Her biographers, Sally and David Brown, state she was a a lesbian all her life and may have used the 'Mrs.' title to protect her privacy as society's prejudice toward homosexuality as well as alcoholism was strong during the 1940s and 1950s.
In a 2012 article in 'the Atlantic,' Amanda Smith writes that within the insular gay and lesbian communities of Manhattan and Fire Island Mann and Priscilla Peck were known as a committed couple that lived together.
In the early 1950s the couple sold their Cherry Grove cottage. As Fire Island developed a reputation as a gay and lesbian summer retreat, Marty Mann felt she could not risk the exposure. She feared AA could be blighted by any taint of what was considered to be sexual deviance.

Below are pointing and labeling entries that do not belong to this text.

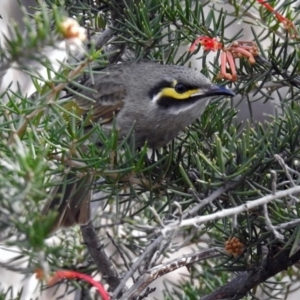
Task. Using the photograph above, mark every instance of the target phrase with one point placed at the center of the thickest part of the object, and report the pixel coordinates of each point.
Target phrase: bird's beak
(216, 90)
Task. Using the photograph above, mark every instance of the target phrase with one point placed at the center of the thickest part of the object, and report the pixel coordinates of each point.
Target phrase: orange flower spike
(245, 53)
(231, 63)
(223, 73)
(65, 274)
(209, 44)
(286, 22)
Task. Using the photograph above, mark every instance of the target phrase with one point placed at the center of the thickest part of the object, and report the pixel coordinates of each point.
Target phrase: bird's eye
(180, 88)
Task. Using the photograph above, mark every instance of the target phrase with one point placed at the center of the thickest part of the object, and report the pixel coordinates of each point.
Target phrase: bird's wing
(101, 101)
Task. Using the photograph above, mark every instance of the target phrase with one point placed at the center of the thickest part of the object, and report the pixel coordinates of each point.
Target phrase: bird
(158, 101)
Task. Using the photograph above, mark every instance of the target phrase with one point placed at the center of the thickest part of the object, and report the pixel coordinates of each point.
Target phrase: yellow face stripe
(171, 93)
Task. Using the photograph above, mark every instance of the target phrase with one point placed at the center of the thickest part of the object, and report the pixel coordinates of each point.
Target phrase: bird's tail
(71, 201)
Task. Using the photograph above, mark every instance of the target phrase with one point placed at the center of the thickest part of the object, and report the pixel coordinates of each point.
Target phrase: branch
(231, 211)
(240, 286)
(102, 261)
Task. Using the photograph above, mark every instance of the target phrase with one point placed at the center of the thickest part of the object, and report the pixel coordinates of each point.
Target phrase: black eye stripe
(157, 89)
(180, 88)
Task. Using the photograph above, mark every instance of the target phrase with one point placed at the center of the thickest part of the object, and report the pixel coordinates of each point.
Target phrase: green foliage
(41, 138)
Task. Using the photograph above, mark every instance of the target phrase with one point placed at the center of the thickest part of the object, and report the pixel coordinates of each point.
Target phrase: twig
(227, 186)
(269, 224)
(168, 267)
(134, 267)
(102, 261)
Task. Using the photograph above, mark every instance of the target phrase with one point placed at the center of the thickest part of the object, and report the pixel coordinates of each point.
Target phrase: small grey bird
(159, 100)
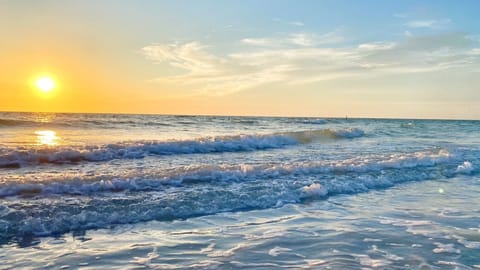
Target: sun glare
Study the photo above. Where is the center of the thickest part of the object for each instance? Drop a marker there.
(45, 84)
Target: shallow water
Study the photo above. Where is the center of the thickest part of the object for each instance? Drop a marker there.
(133, 191)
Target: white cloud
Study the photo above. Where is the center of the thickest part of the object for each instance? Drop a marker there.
(297, 23)
(305, 39)
(303, 58)
(427, 23)
(375, 46)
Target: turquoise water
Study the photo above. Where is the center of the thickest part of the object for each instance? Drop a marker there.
(162, 192)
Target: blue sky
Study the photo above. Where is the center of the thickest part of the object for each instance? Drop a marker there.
(315, 58)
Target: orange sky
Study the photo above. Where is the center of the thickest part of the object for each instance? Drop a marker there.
(127, 57)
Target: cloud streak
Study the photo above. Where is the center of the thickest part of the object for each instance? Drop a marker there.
(303, 58)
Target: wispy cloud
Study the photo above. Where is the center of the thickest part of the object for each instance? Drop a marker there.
(297, 23)
(427, 23)
(305, 39)
(305, 58)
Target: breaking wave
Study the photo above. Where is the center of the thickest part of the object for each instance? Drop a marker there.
(179, 194)
(15, 158)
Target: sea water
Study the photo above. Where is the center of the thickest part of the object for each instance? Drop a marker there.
(89, 191)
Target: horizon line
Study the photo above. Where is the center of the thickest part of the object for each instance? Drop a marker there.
(259, 116)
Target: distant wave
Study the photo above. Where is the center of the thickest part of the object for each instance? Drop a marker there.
(229, 173)
(176, 195)
(12, 123)
(14, 158)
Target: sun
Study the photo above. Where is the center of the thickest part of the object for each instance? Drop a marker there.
(45, 84)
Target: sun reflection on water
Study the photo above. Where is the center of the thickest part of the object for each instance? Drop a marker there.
(47, 137)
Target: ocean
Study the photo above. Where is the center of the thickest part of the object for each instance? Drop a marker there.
(90, 191)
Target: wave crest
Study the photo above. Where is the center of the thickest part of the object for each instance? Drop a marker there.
(15, 158)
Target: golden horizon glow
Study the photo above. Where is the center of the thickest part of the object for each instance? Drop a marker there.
(47, 137)
(45, 84)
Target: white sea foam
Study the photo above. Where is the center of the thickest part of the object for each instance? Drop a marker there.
(465, 168)
(239, 173)
(14, 158)
(445, 248)
(315, 189)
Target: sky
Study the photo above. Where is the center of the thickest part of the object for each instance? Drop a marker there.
(325, 58)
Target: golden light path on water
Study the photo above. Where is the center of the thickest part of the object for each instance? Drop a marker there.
(47, 137)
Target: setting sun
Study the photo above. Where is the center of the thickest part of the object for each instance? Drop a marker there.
(45, 84)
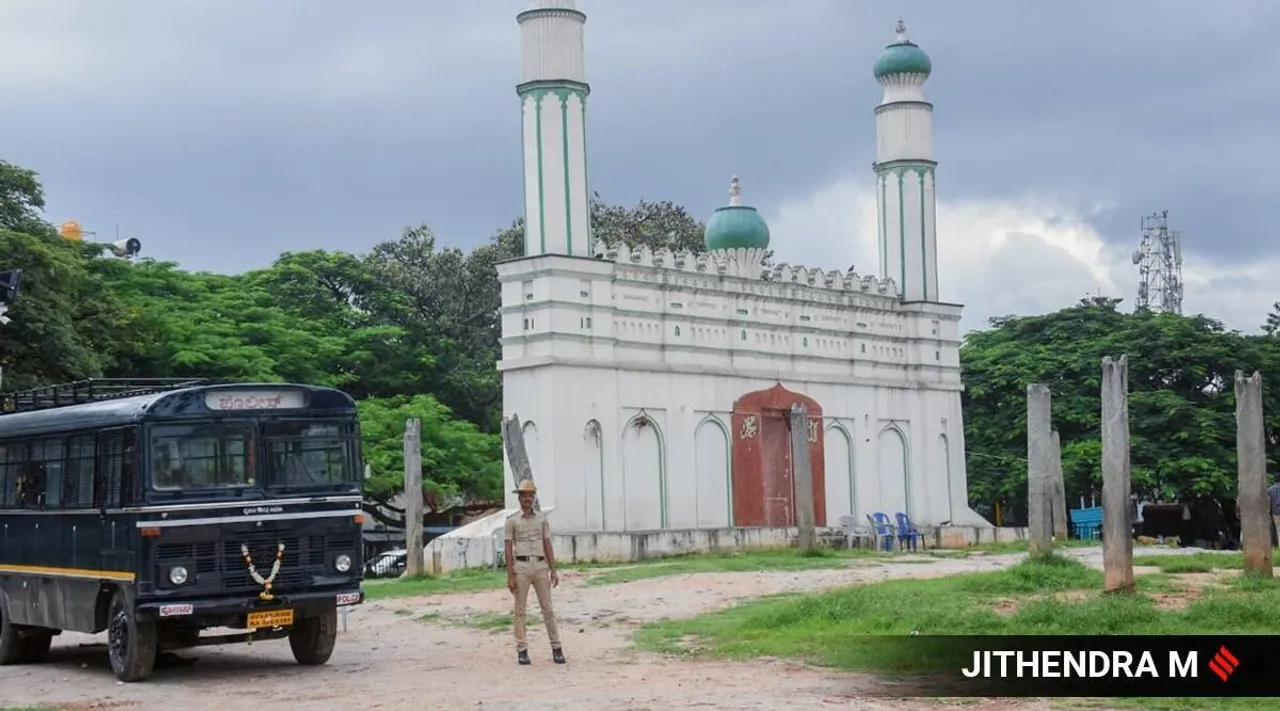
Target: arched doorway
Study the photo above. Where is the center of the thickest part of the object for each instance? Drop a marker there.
(763, 488)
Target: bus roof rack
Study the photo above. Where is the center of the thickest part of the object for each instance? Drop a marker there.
(88, 391)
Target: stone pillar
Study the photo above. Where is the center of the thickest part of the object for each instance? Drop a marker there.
(1251, 455)
(801, 475)
(414, 545)
(1057, 492)
(1040, 466)
(1116, 525)
(517, 456)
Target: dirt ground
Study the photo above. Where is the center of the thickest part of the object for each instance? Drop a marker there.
(387, 659)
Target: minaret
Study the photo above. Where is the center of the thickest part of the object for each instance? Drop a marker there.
(553, 101)
(904, 171)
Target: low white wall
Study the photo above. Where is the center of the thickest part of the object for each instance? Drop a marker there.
(475, 545)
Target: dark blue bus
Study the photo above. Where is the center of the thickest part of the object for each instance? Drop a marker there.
(159, 509)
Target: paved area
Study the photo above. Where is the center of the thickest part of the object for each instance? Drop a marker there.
(391, 657)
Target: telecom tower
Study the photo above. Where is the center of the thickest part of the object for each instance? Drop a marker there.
(1160, 265)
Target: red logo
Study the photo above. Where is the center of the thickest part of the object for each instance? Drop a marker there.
(1224, 664)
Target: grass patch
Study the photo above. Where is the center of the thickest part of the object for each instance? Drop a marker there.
(744, 561)
(1054, 596)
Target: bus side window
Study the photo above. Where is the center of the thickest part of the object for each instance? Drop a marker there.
(48, 465)
(109, 479)
(9, 470)
(78, 470)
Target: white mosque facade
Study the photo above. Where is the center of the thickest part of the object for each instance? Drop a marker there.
(654, 386)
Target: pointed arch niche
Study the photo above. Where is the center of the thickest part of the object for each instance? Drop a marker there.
(763, 490)
(839, 473)
(644, 477)
(593, 477)
(712, 474)
(894, 470)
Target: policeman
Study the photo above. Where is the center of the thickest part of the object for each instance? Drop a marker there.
(531, 563)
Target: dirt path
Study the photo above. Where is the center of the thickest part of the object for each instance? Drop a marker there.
(389, 660)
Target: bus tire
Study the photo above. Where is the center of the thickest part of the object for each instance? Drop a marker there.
(312, 638)
(131, 643)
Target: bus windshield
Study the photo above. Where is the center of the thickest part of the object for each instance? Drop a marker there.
(310, 454)
(202, 456)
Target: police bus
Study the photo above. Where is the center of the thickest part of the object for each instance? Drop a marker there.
(159, 509)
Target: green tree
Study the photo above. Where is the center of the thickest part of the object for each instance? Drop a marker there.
(1180, 404)
(460, 463)
(22, 200)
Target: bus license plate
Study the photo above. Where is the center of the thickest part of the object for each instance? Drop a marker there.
(268, 619)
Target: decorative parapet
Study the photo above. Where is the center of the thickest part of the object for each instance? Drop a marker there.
(727, 264)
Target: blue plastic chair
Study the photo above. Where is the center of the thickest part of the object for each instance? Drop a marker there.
(906, 531)
(883, 529)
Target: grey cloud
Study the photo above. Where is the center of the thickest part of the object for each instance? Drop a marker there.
(225, 132)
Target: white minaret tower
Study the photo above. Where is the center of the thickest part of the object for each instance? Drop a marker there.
(553, 101)
(904, 171)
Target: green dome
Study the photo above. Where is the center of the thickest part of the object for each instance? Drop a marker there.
(901, 58)
(736, 227)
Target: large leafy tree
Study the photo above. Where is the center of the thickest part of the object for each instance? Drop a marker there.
(22, 200)
(1180, 402)
(460, 463)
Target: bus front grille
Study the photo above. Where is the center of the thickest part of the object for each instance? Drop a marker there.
(304, 556)
(263, 547)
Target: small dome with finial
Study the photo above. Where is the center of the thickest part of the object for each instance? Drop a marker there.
(903, 57)
(736, 226)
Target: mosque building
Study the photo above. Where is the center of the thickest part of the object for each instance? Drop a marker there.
(654, 387)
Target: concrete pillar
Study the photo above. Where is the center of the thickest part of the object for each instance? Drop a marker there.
(801, 475)
(1040, 466)
(1116, 525)
(517, 456)
(1251, 455)
(1057, 492)
(414, 545)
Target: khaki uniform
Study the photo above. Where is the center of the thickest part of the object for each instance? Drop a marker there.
(526, 534)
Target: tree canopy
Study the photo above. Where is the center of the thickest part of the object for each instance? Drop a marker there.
(1182, 399)
(411, 329)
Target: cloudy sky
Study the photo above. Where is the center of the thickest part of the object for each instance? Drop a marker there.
(224, 132)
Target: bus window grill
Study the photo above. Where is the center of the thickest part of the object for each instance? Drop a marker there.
(88, 391)
(112, 468)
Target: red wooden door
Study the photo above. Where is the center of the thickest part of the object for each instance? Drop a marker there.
(778, 490)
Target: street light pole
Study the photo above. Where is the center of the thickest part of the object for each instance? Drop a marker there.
(9, 282)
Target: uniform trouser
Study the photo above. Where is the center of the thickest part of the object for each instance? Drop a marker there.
(534, 573)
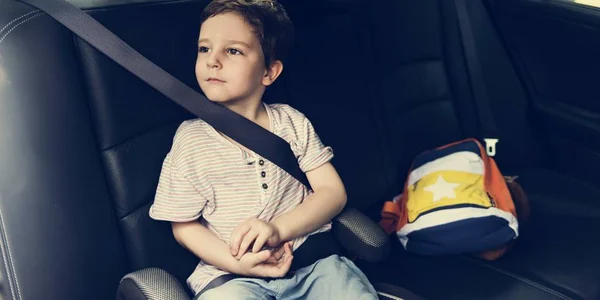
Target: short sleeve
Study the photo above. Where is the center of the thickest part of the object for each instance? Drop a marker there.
(176, 199)
(313, 153)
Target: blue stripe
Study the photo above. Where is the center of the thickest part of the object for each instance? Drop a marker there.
(429, 156)
(465, 236)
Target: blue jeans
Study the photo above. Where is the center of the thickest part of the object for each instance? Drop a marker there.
(334, 277)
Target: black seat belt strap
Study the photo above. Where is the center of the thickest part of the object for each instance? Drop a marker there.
(242, 130)
(479, 91)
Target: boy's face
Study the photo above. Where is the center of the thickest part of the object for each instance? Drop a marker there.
(230, 64)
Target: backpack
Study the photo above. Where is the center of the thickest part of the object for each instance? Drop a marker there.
(456, 201)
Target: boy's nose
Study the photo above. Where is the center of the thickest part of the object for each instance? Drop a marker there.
(213, 62)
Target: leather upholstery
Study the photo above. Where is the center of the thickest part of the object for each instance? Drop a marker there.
(82, 143)
(60, 236)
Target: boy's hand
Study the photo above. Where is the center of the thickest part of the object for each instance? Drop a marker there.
(254, 231)
(266, 263)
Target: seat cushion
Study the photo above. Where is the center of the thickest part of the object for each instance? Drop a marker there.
(554, 258)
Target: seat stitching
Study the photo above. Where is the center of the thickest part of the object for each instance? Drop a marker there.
(10, 269)
(21, 17)
(22, 22)
(522, 279)
(5, 245)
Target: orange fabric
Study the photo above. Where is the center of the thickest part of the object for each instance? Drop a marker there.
(389, 217)
(495, 184)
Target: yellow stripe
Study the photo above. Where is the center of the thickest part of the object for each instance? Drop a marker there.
(445, 188)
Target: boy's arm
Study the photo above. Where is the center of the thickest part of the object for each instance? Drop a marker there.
(327, 201)
(198, 239)
(210, 249)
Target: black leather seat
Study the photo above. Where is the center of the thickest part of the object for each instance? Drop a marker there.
(82, 142)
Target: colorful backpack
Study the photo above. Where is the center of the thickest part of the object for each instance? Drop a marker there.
(455, 201)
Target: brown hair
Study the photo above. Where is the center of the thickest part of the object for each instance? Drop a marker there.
(268, 18)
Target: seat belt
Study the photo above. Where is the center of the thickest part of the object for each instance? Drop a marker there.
(242, 130)
(489, 134)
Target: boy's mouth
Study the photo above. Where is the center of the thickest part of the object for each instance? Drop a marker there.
(214, 80)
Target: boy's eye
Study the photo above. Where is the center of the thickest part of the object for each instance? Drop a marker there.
(234, 51)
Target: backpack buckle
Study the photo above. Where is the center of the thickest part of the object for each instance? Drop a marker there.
(490, 146)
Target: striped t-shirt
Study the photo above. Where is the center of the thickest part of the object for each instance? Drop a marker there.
(205, 175)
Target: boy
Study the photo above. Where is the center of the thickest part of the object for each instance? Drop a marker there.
(251, 213)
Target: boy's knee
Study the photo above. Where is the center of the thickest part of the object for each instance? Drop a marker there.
(230, 291)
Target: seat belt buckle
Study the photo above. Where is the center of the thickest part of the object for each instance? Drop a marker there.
(490, 146)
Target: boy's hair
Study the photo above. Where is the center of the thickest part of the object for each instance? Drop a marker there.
(268, 18)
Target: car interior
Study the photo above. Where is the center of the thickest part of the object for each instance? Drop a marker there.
(82, 140)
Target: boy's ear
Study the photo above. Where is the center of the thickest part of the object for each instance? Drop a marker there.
(272, 72)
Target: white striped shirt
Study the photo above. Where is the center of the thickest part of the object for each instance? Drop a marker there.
(205, 175)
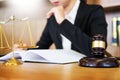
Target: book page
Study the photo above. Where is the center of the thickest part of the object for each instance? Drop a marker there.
(52, 56)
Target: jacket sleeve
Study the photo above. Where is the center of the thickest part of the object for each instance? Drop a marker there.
(80, 40)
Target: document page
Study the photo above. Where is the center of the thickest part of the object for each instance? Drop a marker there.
(52, 56)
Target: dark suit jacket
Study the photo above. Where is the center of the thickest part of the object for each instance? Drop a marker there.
(90, 20)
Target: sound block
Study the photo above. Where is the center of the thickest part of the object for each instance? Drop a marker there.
(106, 62)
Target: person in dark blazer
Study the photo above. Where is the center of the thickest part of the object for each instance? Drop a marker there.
(86, 21)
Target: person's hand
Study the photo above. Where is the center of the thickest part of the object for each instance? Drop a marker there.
(58, 12)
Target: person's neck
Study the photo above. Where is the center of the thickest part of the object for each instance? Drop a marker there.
(69, 7)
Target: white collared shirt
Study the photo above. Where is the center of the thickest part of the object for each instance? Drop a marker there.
(66, 43)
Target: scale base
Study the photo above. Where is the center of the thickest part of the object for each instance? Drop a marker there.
(107, 62)
(12, 62)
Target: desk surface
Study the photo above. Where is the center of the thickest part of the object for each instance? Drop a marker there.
(42, 71)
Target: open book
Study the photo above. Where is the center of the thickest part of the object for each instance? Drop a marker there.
(48, 56)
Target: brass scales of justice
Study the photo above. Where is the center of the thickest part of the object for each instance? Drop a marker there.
(13, 60)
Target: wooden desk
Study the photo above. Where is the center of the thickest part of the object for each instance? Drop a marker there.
(41, 71)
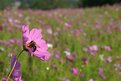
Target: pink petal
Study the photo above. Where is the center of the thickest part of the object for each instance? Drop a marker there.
(42, 45)
(25, 33)
(35, 34)
(43, 55)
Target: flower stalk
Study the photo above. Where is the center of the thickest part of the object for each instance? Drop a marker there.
(14, 65)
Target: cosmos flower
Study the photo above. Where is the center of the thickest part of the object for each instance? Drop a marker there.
(101, 73)
(4, 79)
(16, 74)
(74, 70)
(34, 44)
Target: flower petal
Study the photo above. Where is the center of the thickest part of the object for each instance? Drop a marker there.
(43, 55)
(42, 45)
(35, 34)
(25, 33)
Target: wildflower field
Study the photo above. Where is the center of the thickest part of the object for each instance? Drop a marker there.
(84, 44)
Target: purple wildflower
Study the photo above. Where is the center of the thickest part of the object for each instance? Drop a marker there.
(34, 43)
(16, 74)
(74, 71)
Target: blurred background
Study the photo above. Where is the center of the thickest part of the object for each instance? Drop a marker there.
(53, 4)
(83, 38)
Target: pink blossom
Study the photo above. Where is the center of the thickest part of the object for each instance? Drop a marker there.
(93, 49)
(34, 44)
(108, 48)
(70, 58)
(74, 70)
(16, 74)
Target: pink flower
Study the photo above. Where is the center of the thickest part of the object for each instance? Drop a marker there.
(101, 73)
(34, 44)
(93, 49)
(16, 74)
(74, 70)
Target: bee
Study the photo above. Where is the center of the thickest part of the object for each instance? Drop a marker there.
(32, 45)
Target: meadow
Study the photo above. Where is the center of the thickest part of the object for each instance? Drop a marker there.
(84, 43)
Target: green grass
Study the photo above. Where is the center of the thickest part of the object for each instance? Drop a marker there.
(100, 26)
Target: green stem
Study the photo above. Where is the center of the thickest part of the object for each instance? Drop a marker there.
(14, 65)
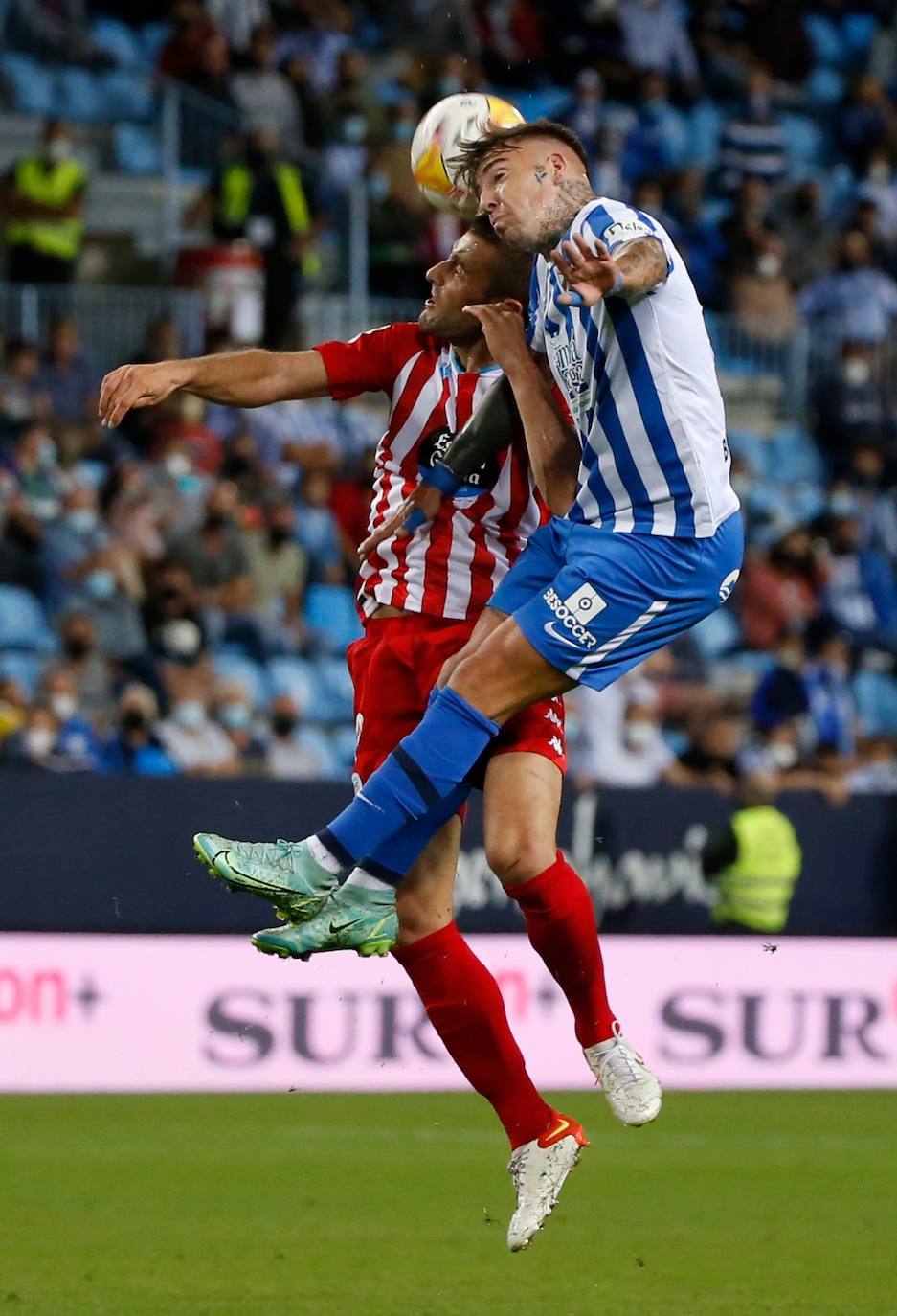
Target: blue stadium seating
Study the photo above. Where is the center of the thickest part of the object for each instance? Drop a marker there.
(24, 666)
(119, 41)
(876, 702)
(250, 675)
(330, 616)
(79, 96)
(334, 700)
(126, 96)
(34, 85)
(137, 150)
(298, 678)
(23, 624)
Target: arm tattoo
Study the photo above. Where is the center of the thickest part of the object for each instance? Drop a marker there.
(643, 266)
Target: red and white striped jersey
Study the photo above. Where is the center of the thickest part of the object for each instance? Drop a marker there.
(453, 569)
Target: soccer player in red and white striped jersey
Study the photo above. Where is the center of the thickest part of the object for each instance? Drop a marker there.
(419, 598)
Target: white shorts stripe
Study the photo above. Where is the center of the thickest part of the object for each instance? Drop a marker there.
(616, 641)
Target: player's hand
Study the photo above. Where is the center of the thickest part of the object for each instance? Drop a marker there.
(503, 329)
(588, 274)
(129, 387)
(425, 499)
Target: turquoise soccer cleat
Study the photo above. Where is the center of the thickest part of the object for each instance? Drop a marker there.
(352, 919)
(280, 872)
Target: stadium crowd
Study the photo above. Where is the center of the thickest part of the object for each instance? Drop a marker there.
(175, 597)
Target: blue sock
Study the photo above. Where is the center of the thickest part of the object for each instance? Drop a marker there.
(419, 777)
(392, 859)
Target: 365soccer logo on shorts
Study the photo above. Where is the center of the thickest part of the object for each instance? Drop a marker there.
(573, 612)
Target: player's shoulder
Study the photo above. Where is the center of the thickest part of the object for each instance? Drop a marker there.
(615, 221)
(405, 338)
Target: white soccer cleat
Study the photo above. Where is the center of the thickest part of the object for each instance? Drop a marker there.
(632, 1090)
(538, 1170)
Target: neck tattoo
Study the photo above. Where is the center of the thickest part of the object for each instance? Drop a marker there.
(572, 195)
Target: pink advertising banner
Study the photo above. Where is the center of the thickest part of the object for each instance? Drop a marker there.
(136, 1013)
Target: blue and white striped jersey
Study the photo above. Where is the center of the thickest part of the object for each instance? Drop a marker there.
(640, 383)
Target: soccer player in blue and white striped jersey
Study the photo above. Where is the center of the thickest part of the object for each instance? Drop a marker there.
(653, 542)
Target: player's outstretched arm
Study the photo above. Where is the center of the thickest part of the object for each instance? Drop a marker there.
(592, 274)
(252, 378)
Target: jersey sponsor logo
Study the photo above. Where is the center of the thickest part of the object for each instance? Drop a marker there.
(572, 612)
(626, 231)
(435, 447)
(728, 584)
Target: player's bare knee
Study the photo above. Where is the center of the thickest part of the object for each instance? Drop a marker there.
(517, 857)
(418, 918)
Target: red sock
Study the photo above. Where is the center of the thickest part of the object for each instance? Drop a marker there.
(560, 924)
(464, 1006)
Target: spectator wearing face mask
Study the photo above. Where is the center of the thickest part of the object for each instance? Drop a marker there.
(278, 566)
(216, 561)
(134, 749)
(55, 745)
(67, 541)
(91, 671)
(44, 204)
(861, 591)
(109, 591)
(855, 302)
(848, 405)
(233, 710)
(291, 756)
(619, 739)
(195, 742)
(779, 592)
(753, 143)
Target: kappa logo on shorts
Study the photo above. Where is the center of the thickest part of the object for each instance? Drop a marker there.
(572, 612)
(728, 584)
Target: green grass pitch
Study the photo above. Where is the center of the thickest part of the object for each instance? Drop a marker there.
(731, 1204)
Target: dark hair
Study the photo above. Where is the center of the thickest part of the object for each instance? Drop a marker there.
(472, 155)
(513, 270)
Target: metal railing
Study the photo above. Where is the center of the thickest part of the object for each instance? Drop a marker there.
(111, 320)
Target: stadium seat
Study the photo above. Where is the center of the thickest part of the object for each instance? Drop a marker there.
(334, 700)
(34, 87)
(23, 624)
(137, 150)
(704, 127)
(858, 31)
(825, 85)
(153, 37)
(802, 140)
(717, 634)
(24, 666)
(119, 41)
(250, 675)
(80, 96)
(330, 615)
(127, 96)
(876, 703)
(795, 457)
(298, 678)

Carson McCullers (right) (1917-1967) was an American novelist, poet and playwright. Her first novel " The Heart is a Lonely Hunter" explored the spiritual isolation of misfits in a small town in the U.S South.
Her stories have been adapted to stage and film.
Another novel, 'The Member of the Wedding' (1946) made a successful Broadway run in 1950-51. She was friends with W.H. Auden, Gypsy Rose Lee, Truman Capote and Tennessee Williams.
At age 20 she married Reeves McCullers, divorcing 4 years later. Later on Reeves had a love relationship with an openly gay composer David Diamond before remarrying Carson again in 1945.
Carson had a love relationship with a number of women and pursued them sexually with questionable success.
Her biographer, Virginia Spencer Carr, said Carson McCullers bragged about having sex with Gypsy Rose Lee yet her friends reportedly never heard of this. Her biographer said that she wore a lesbian persona in literature and in life, wrote against heterosexual convention, wore men's clothing and was outrageously aggressive in her consistently failed search for sex and love with women.